Certains n’hésitent pas à affirmer que le gouvernement du Burundi a pris cette mesure pour faire plaisir à la RDC. Rappelons que le Grand pays est la 1ère destination des exportations du Burundi. Ménager son partenaire d’affaires est tout sauf insensé. Entre temps, Kinshasa vient de chasser, sans ménagement, les forces d’interposition en provenance de certains pays de l’EAC, ce qui n’a pas manqué de froisser les dirigeants de ces pays. La fermeture des frontières entre deux pays d’une même organisation d’intégration régionale n’est pas de nature à favoriser le développement de ses membres. D’ailleurs, dans son communiqué, le gouvernement rwandais rappelle que cela « viole les principes de coopération et d’intégration régionale de la Communauté Est-Africaine ».
Par ailleurs, ce n’est pas la première fois que cela arrive, et ce n’est pas entre le Burundi et le Rwanda seulement. En 2019, le Rwanda avait fermé sa frontière avec l’Ouganda. Elle n’a été rouverte qu’en janvier 2022. Sans conduire à la fermeture totale des frontières, certains conflits ont mis à mal les fondements de l’EAC. Ici, on citerait l’exemple du conflit qui a opposé le Kenya à la Tanzanie à cause d’un différend lié au transport des marchandises par les poids lourds.
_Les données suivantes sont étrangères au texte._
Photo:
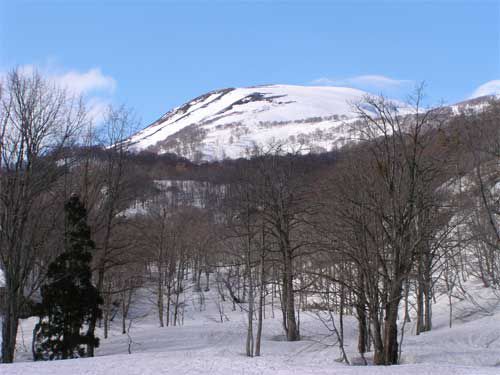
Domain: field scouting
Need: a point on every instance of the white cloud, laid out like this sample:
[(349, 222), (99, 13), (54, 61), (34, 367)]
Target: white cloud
[(96, 87), (85, 82), (488, 88), (367, 82)]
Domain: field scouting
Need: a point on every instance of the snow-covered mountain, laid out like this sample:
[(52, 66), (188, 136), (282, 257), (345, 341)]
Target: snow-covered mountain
[(232, 122)]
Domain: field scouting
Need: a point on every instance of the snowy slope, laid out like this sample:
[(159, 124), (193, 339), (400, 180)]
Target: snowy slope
[(231, 122), (204, 345)]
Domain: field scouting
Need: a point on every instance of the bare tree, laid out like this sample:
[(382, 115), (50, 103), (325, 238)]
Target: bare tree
[(37, 121)]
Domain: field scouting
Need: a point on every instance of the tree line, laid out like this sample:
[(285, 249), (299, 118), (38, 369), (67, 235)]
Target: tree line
[(374, 230)]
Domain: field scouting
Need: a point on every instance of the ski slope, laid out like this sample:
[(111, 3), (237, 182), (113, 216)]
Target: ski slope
[(204, 345)]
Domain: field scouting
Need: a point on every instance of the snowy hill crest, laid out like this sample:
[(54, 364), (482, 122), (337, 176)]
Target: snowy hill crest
[(231, 122)]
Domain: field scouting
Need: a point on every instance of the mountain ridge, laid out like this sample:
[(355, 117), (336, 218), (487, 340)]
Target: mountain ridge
[(233, 122)]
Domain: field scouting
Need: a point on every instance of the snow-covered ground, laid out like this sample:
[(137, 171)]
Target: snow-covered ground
[(204, 345), (231, 122)]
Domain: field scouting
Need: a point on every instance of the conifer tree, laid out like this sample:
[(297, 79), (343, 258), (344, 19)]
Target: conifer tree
[(69, 300)]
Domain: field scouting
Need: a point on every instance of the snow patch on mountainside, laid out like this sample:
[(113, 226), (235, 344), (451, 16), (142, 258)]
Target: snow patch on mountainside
[(233, 122)]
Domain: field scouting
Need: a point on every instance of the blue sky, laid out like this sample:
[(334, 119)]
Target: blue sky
[(153, 55)]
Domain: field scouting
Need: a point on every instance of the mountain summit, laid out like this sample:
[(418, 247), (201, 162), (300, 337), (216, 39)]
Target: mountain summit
[(232, 122)]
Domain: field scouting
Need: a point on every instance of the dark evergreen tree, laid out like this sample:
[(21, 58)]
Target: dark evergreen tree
[(69, 300)]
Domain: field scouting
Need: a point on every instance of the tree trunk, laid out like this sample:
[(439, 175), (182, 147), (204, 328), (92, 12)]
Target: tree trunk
[(10, 323)]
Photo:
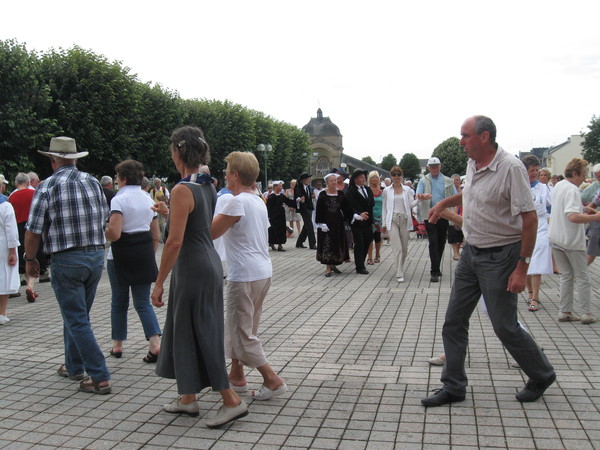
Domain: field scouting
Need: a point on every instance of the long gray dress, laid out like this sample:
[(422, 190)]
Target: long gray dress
[(192, 349)]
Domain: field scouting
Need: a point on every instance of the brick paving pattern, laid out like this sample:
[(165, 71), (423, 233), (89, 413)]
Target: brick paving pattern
[(352, 349)]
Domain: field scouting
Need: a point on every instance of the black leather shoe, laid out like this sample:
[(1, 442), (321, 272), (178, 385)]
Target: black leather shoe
[(441, 397), (534, 390)]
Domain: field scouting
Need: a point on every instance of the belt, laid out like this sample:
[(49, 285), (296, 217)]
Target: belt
[(86, 248), (489, 249)]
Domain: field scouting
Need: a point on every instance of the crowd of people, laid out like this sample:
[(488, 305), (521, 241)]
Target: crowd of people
[(507, 222)]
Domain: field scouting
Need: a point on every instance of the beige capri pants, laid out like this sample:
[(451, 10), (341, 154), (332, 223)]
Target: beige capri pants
[(244, 308)]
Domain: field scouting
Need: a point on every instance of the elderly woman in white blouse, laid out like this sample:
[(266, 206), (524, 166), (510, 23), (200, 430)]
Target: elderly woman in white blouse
[(398, 202)]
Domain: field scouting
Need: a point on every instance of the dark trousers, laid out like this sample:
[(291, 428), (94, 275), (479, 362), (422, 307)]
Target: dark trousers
[(485, 272), (307, 229), (363, 236), (436, 233)]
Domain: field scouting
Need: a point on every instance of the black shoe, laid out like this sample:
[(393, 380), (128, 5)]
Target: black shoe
[(534, 390), (441, 397)]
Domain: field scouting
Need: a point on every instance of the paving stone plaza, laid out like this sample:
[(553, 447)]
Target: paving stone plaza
[(353, 350)]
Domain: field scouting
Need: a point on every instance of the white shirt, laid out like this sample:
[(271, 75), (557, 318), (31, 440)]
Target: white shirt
[(219, 242), (564, 233), (135, 206), (247, 241)]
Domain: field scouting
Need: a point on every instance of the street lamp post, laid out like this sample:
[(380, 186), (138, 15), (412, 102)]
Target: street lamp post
[(265, 149)]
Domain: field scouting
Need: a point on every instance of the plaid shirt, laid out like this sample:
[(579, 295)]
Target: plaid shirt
[(68, 210)]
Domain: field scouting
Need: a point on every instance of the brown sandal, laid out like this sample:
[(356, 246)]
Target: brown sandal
[(93, 387)]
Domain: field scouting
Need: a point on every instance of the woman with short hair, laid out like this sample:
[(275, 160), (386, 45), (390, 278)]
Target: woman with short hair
[(131, 264), (397, 219), (374, 181), (541, 259), (243, 222)]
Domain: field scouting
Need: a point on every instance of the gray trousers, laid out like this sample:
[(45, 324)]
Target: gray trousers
[(486, 271)]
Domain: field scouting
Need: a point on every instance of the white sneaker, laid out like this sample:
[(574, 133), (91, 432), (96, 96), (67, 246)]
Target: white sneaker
[(436, 361), (568, 317), (588, 318)]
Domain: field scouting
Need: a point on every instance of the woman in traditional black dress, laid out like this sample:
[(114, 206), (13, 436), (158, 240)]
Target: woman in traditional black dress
[(332, 246), (275, 202)]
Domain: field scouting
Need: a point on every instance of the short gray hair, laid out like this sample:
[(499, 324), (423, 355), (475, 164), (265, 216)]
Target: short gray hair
[(21, 179)]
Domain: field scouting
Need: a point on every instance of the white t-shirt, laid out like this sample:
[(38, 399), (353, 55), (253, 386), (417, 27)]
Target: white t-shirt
[(563, 233), (135, 206), (219, 242), (247, 241)]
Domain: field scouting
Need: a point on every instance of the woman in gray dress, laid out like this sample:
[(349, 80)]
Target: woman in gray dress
[(192, 350)]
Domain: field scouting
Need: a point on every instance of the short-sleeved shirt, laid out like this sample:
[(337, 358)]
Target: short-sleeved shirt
[(247, 241), (68, 210), (493, 199), (562, 232), (135, 207)]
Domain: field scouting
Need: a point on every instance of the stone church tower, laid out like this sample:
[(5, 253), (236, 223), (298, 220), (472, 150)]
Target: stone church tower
[(326, 145)]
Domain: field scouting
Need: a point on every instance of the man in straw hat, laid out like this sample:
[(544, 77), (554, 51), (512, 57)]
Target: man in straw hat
[(68, 212)]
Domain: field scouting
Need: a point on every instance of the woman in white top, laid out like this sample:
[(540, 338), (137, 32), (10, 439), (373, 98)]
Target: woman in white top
[(541, 260), (134, 233), (396, 218), (244, 225)]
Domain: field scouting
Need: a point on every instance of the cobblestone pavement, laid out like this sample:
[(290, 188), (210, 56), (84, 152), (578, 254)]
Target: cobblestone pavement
[(353, 350)]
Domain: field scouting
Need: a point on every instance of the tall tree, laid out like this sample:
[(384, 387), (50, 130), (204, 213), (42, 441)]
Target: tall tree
[(369, 160), (388, 162), (452, 156), (410, 166), (591, 142)]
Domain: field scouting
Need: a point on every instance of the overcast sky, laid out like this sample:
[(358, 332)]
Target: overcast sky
[(393, 78)]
Tous ces conflits ne risquent-ils pas de miner le développement des pays de l’EAC, et conduire à sa dissolution dans le pire des cas ? C’est une question qui mérite d’être posée en ces temps où la RDC qui, faut-il le rappeler, est un des membres de l’EAC, après avoir chassé les forces de l’EAC, préfère recourir aux forces de la SADC, pour restaurer la paix et la sécurité à l’Est. Attendons et voyons où tout cela va nous mener.